ととと、本日は取り乱しておりますとりみだしております。ありゃありゃ困った困ったどうしようどうしようどうしよう。いやいやいやいやこりゃこりゃこりゃこりゃありゃありゃありゃありゃよいしょよいしょよいしょよいしょ。
いやありゃこりゃ踊っていても何にもなりません。動かないのです動かないのでありますぴくりとも動きませんありゃりゃありゃりゃありゃりゃ。

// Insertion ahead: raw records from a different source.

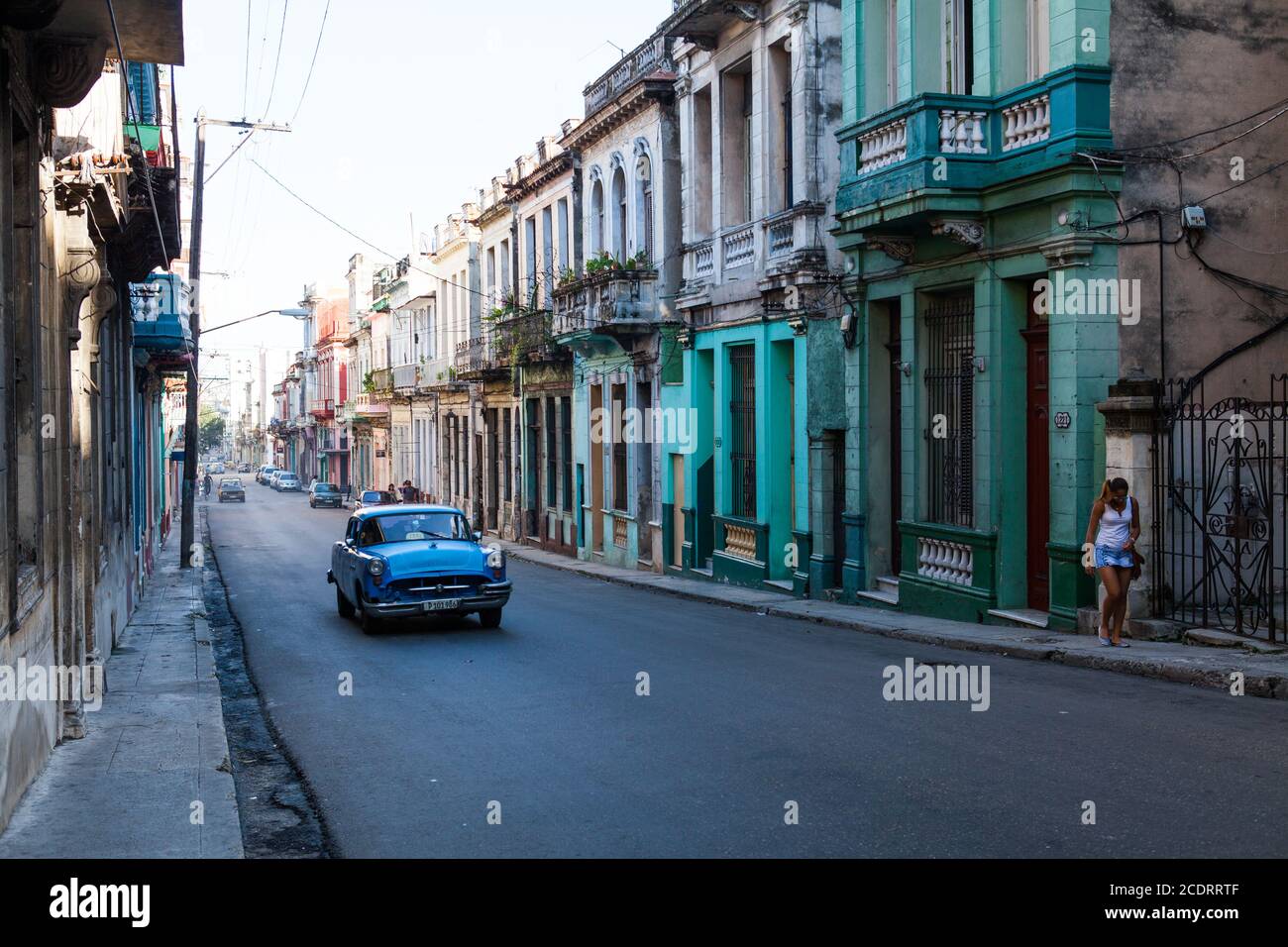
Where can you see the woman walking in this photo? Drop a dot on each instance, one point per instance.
(1115, 525)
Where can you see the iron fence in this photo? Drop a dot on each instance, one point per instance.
(1222, 509)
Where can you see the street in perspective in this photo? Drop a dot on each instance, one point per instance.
(799, 429)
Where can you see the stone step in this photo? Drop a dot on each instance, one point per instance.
(889, 598)
(1031, 617)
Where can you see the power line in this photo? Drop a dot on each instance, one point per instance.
(312, 63)
(277, 62)
(246, 64)
(377, 249)
(138, 136)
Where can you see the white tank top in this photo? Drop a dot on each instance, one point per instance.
(1115, 526)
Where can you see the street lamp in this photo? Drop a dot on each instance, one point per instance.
(292, 313)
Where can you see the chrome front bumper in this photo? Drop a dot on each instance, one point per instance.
(490, 595)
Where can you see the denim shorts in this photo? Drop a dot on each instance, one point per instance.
(1121, 558)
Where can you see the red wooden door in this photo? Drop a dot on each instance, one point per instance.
(1038, 462)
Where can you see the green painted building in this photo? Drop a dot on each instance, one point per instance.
(973, 449)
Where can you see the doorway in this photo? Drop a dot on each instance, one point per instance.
(596, 471)
(894, 398)
(1038, 457)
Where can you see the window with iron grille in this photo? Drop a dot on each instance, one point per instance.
(951, 408)
(465, 457)
(566, 459)
(509, 437)
(742, 429)
(619, 459)
(552, 457)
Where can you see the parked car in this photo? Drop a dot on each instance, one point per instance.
(231, 488)
(374, 497)
(325, 495)
(416, 560)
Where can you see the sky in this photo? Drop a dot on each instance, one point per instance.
(412, 107)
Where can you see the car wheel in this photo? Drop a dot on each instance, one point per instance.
(370, 622)
(342, 604)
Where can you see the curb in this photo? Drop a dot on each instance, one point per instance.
(1256, 684)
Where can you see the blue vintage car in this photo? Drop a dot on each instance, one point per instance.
(416, 560)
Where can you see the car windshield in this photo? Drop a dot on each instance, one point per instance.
(410, 527)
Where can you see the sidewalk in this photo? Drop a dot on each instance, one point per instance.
(155, 748)
(1265, 674)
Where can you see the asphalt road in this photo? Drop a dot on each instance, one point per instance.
(745, 715)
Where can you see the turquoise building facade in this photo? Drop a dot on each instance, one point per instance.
(983, 303)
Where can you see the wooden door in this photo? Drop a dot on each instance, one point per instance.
(1038, 460)
(896, 399)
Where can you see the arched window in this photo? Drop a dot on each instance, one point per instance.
(644, 208)
(619, 213)
(596, 215)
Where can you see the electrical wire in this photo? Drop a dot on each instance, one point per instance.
(138, 136)
(313, 62)
(536, 277)
(277, 62)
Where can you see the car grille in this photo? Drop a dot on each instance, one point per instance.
(426, 586)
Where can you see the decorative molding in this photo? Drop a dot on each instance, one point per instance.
(1068, 252)
(896, 248)
(964, 231)
(746, 12)
(741, 541)
(799, 12)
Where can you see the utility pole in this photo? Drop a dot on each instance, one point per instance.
(191, 442)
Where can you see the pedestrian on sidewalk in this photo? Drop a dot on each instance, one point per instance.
(1116, 526)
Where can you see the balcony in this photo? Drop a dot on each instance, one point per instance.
(524, 338)
(381, 381)
(476, 360)
(938, 154)
(365, 407)
(652, 58)
(160, 309)
(610, 303)
(406, 377)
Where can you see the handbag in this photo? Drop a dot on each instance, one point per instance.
(1136, 558)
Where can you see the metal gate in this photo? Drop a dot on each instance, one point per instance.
(1222, 500)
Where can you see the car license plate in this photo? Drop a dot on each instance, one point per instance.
(445, 604)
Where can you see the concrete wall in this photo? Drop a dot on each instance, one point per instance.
(1181, 67)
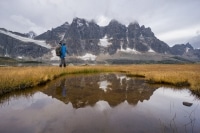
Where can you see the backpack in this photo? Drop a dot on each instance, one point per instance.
(58, 51)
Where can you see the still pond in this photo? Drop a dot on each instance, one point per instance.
(100, 103)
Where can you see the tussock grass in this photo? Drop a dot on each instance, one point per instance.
(13, 78)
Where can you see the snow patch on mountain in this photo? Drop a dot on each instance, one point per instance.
(104, 42)
(128, 50)
(88, 56)
(151, 51)
(24, 39)
(54, 56)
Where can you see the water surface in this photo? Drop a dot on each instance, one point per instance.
(99, 103)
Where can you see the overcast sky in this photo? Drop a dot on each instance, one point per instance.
(172, 21)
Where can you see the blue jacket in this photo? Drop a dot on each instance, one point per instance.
(63, 51)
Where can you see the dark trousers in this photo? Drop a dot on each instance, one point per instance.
(62, 62)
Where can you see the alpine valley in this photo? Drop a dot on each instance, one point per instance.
(88, 42)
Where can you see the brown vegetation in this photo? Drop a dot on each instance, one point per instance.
(13, 78)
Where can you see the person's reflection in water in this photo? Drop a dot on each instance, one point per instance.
(64, 88)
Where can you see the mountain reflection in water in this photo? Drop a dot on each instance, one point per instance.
(110, 103)
(89, 89)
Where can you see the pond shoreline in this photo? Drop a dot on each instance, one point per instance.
(17, 78)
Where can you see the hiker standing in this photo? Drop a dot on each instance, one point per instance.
(63, 52)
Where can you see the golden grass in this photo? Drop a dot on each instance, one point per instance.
(13, 78)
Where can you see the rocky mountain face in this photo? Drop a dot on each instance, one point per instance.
(15, 48)
(83, 37)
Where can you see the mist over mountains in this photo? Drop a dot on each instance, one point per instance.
(114, 43)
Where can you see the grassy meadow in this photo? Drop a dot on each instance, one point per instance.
(15, 78)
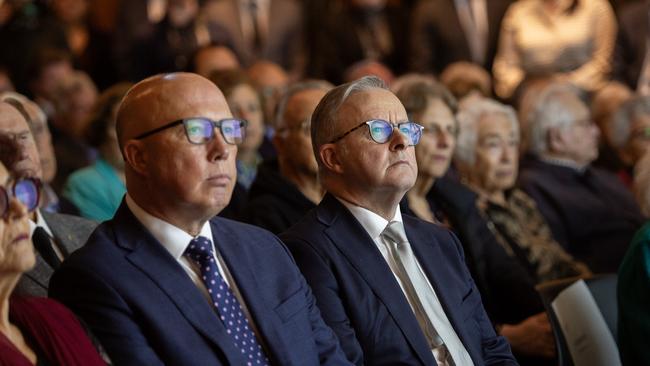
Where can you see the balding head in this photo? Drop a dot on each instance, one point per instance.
(161, 99)
(171, 178)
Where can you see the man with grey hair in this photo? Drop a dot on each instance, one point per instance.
(589, 211)
(286, 188)
(395, 289)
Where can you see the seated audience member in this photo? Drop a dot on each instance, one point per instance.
(447, 31)
(55, 236)
(46, 72)
(368, 68)
(464, 79)
(634, 281)
(507, 289)
(604, 105)
(97, 190)
(164, 282)
(244, 102)
(487, 158)
(33, 330)
(630, 130)
(37, 121)
(211, 58)
(286, 188)
(394, 288)
(590, 212)
(570, 40)
(75, 98)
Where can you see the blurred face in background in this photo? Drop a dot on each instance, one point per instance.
(496, 154)
(14, 127)
(245, 103)
(293, 141)
(436, 146)
(16, 250)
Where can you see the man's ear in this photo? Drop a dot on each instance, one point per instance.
(330, 157)
(556, 140)
(135, 156)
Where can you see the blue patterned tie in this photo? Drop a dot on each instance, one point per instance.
(224, 300)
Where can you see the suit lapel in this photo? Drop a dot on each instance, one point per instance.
(355, 244)
(41, 273)
(150, 257)
(429, 255)
(240, 265)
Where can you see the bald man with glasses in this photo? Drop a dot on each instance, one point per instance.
(164, 281)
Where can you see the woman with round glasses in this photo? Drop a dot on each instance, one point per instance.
(33, 331)
(97, 190)
(506, 288)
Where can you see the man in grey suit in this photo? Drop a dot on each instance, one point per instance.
(55, 236)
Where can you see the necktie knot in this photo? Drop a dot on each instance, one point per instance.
(394, 232)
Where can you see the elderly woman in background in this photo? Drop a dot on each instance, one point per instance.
(487, 158)
(506, 287)
(33, 331)
(566, 39)
(97, 190)
(244, 103)
(634, 281)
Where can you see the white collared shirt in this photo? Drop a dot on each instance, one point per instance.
(40, 221)
(175, 240)
(374, 226)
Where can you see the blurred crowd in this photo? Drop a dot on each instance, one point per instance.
(536, 114)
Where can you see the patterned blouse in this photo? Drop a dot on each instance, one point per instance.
(524, 234)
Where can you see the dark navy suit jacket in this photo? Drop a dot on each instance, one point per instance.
(146, 310)
(361, 300)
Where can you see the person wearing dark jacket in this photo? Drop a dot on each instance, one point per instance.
(286, 188)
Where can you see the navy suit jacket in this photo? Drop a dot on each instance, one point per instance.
(361, 300)
(146, 310)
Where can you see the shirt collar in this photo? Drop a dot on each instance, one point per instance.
(370, 221)
(174, 239)
(40, 221)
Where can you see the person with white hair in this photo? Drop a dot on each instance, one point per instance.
(487, 156)
(634, 280)
(589, 210)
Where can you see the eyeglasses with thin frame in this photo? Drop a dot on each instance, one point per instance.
(26, 190)
(381, 131)
(200, 130)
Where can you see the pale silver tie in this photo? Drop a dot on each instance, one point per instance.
(414, 283)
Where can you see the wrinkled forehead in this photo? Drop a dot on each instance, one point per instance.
(372, 104)
(162, 101)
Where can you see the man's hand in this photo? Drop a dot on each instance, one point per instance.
(532, 337)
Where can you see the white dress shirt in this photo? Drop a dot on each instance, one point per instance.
(40, 221)
(175, 240)
(374, 226)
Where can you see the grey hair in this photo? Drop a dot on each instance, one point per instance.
(325, 117)
(642, 183)
(550, 111)
(294, 89)
(468, 120)
(621, 127)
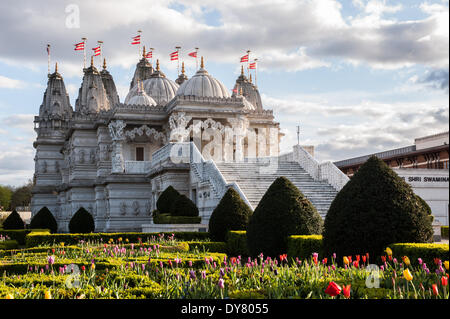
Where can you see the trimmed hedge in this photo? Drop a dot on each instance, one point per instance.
(427, 252)
(303, 246)
(232, 213)
(208, 246)
(168, 219)
(8, 244)
(45, 238)
(237, 243)
(444, 232)
(20, 234)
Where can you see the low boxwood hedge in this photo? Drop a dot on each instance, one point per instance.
(45, 238)
(444, 232)
(169, 219)
(8, 244)
(303, 246)
(427, 252)
(237, 243)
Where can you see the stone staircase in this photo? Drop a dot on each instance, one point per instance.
(254, 179)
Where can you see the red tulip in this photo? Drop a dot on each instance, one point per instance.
(444, 281)
(435, 289)
(333, 289)
(346, 291)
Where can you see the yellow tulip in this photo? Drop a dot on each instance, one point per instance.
(406, 261)
(407, 274)
(346, 261)
(389, 251)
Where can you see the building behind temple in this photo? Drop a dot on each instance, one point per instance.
(114, 159)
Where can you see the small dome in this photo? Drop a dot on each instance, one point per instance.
(202, 84)
(158, 87)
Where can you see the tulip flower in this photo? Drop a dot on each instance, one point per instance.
(346, 291)
(388, 251)
(346, 261)
(407, 274)
(333, 289)
(435, 289)
(444, 281)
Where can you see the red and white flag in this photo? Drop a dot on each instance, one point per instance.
(136, 39)
(79, 46)
(97, 51)
(174, 56)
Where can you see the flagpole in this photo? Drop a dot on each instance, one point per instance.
(196, 58)
(151, 59)
(178, 59)
(48, 57)
(84, 52)
(256, 71)
(101, 50)
(139, 48)
(248, 61)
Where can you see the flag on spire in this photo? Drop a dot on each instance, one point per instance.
(174, 56)
(79, 46)
(97, 51)
(136, 39)
(244, 58)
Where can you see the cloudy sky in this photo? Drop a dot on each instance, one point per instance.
(358, 76)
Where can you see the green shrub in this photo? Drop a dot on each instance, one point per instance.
(82, 222)
(232, 213)
(282, 211)
(444, 232)
(13, 221)
(168, 219)
(183, 206)
(427, 252)
(374, 209)
(8, 244)
(44, 220)
(303, 246)
(237, 243)
(166, 200)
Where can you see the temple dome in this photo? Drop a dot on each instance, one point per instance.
(202, 84)
(158, 87)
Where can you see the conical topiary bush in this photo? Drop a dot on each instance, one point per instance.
(374, 209)
(13, 221)
(82, 222)
(166, 200)
(44, 220)
(232, 213)
(282, 211)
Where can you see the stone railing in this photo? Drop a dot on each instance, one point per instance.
(319, 172)
(207, 170)
(137, 167)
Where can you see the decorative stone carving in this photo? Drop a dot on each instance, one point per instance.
(178, 123)
(136, 208)
(123, 208)
(148, 131)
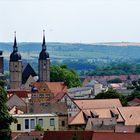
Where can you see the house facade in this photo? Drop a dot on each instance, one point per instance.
(28, 122)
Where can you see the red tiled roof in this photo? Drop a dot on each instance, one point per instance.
(125, 128)
(19, 93)
(134, 102)
(54, 87)
(67, 135)
(89, 135)
(58, 97)
(106, 78)
(98, 103)
(115, 136)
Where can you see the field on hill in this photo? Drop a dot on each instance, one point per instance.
(81, 57)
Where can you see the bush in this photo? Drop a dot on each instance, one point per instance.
(137, 129)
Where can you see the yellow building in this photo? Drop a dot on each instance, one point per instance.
(27, 122)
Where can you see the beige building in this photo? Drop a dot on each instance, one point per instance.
(27, 122)
(15, 68)
(44, 63)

説明申し上げます説明いたします。リアルロボット。「週刊リアル・ロボット」でありますよデアゴスティーニ。毎週一個、本屋で千円ちょっとの雑誌、というかハコ、時には大ハコを買ってくると、パーツがついてくる。それを毎週まいしゅう組み立ててゆくとそれはもうどエラいマシーンが、ロボットが、ローボットができるという、ソレでーす。ソレー、ソレェェェッツ。
はあっ、はあっ、はあっ。で、要するに私、これを買っておったわけです買っていたわけです。毎週まいしゅう買っていたのデアゴス。とはいっても、一説には六〇号まで出るというこれをコンプリート、最後までちゃんと買おうと思っていたわけでは、実はありません。なんぞということを言うとスティーニに怒られますが、このリアルロボットの「サイボット」というロボット、パソコンでプログラムできるのがウリなんですが、それが「ウィンドウズのみ対応」なんであります。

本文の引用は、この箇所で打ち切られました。